Ralph Fasanella (1914-1997) "the painter of the labor movement" grew up in New York's Little Italy. He was fascinated by the struggle the working class endured both before his time and during his life.
For three years in the 1970s, Fasanella lived in Lawrence while he transformed huge canvases into colorful scenes of the city’s industrial past. Fasanella’s paintings tell the story of Lawrence’s workers in the early 20th century, in particular during the 1912 Bread and Roses strike. The event, which was instigated by the city’s textile factory laborers after unjust wage reductions, is described by the Massachusetts AFL-CIO as “one of the most prolific strikes in United States history.”
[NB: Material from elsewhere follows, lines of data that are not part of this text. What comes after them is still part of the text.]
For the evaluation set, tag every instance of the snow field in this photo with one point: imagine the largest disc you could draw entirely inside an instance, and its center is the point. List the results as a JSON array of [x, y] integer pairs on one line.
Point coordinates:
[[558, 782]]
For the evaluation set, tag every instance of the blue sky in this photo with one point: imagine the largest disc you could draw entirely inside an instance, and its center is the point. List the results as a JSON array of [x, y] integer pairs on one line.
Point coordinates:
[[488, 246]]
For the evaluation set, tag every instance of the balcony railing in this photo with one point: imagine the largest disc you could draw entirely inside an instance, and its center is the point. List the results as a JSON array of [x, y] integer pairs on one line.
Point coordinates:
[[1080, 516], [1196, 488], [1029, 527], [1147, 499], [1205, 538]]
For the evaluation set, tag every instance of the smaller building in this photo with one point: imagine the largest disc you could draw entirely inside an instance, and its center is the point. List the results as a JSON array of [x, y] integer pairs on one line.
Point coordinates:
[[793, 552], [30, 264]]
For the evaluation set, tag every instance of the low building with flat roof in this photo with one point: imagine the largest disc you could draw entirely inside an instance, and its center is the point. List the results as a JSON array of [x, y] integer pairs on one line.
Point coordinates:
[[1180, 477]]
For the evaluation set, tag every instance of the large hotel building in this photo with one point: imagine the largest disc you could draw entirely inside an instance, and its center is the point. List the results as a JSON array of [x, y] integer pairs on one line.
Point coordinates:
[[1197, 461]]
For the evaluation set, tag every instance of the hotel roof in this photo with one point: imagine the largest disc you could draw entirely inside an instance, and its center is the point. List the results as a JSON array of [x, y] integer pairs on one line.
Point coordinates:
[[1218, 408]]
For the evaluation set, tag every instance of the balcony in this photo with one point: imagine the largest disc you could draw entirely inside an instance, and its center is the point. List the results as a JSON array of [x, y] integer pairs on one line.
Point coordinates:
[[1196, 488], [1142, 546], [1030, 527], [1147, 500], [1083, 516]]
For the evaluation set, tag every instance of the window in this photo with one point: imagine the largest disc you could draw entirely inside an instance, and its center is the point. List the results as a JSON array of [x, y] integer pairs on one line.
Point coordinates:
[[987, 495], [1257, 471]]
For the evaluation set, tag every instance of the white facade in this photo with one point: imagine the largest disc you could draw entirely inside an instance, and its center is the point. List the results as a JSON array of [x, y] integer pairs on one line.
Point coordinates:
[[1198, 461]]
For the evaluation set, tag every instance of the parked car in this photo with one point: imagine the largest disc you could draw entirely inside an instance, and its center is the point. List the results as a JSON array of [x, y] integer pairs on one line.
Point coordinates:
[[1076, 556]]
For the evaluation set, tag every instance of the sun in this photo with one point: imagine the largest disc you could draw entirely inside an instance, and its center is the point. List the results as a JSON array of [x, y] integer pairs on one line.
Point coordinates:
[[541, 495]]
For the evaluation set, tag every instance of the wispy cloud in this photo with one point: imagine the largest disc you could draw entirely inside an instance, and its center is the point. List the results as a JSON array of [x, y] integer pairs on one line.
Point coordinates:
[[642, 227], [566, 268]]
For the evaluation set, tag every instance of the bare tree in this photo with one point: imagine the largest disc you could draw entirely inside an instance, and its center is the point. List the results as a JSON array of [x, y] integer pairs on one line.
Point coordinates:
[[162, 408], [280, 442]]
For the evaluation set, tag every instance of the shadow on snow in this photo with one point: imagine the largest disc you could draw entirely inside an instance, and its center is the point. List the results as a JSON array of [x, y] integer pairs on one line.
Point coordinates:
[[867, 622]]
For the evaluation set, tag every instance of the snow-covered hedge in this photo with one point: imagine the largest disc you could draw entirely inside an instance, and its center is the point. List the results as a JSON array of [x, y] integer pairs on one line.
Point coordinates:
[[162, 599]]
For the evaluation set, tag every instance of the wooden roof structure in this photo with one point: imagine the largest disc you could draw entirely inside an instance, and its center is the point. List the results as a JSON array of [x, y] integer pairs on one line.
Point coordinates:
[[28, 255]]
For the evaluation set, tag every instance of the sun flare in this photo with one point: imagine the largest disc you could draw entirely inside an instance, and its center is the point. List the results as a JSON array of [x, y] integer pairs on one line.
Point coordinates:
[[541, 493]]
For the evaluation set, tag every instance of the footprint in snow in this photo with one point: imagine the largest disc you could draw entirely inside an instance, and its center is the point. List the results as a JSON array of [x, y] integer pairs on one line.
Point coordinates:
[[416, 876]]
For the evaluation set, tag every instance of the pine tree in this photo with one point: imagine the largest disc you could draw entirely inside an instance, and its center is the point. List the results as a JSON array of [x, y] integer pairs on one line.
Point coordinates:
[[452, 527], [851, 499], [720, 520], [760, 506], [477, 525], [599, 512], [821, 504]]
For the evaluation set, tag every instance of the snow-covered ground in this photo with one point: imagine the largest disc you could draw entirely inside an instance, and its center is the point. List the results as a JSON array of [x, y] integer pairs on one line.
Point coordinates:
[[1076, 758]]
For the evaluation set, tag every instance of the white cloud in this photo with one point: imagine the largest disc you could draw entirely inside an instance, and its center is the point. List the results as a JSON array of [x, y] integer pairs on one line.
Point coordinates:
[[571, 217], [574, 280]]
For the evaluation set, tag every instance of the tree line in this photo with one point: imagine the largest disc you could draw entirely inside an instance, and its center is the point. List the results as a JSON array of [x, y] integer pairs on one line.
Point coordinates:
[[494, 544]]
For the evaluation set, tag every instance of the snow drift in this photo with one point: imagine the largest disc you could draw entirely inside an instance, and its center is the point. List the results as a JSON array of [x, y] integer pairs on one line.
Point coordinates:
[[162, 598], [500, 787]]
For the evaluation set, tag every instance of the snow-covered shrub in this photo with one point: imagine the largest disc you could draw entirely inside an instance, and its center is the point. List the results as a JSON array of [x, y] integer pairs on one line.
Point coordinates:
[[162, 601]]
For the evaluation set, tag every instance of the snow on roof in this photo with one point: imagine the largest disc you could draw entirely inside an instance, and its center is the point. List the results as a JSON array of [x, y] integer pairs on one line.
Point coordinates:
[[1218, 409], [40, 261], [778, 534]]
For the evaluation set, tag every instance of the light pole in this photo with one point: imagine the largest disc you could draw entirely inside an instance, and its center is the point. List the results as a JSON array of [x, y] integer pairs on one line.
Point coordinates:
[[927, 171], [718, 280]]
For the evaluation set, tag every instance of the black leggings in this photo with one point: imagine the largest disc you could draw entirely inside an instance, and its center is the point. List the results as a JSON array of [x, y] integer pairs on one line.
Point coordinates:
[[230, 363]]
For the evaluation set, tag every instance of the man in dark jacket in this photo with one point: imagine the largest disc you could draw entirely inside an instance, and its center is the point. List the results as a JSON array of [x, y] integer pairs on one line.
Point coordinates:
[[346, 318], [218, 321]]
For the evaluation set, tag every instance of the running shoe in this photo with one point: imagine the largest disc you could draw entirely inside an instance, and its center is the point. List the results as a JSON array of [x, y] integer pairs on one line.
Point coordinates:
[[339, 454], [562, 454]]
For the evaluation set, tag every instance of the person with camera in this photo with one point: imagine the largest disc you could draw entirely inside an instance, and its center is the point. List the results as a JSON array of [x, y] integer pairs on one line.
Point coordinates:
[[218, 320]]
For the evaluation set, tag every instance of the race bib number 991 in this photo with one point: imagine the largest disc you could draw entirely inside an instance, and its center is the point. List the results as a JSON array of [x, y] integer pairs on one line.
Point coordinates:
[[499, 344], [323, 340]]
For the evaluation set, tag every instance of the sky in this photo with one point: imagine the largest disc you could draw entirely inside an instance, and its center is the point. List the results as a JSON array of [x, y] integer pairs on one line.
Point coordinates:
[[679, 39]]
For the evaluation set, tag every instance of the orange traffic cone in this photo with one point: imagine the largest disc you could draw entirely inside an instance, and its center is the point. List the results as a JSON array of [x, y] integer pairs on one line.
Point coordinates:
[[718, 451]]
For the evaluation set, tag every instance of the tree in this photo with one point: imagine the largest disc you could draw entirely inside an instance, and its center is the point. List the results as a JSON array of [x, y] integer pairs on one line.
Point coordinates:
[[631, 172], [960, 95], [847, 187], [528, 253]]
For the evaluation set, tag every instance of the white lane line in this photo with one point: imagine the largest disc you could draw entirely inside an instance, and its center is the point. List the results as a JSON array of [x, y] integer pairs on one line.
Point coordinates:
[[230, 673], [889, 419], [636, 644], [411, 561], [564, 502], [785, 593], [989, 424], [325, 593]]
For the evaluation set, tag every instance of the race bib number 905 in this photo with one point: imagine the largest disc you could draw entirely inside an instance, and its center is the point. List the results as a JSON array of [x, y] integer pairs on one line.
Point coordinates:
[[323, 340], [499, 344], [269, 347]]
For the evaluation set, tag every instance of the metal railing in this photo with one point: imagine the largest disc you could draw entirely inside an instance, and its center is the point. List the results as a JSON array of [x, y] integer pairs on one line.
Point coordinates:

Jack: I was directing a different picture that involved a scene in Lawrence, Mass., where I saw an exhibit of Ralph Fasanella’s “Bread and Roses” and other labor-related paintings. Learned that he lived just down river in Ardsley, NY. I spent several days with him and also filmed the labor history of Lawrence and Ralph’s paintings of New York City, Chicago and Washington, DC. Hired his daughter to work on “The Molders of Troy.” She ended up with a dog, Finn, I got for $5 from a local pound to be in the picture. Dog growled at me, who had saved him from asphyxiation, but loved her. At dinner at the Fasanellas’ one evening, Finn stole my napkin and peed on my shoe.”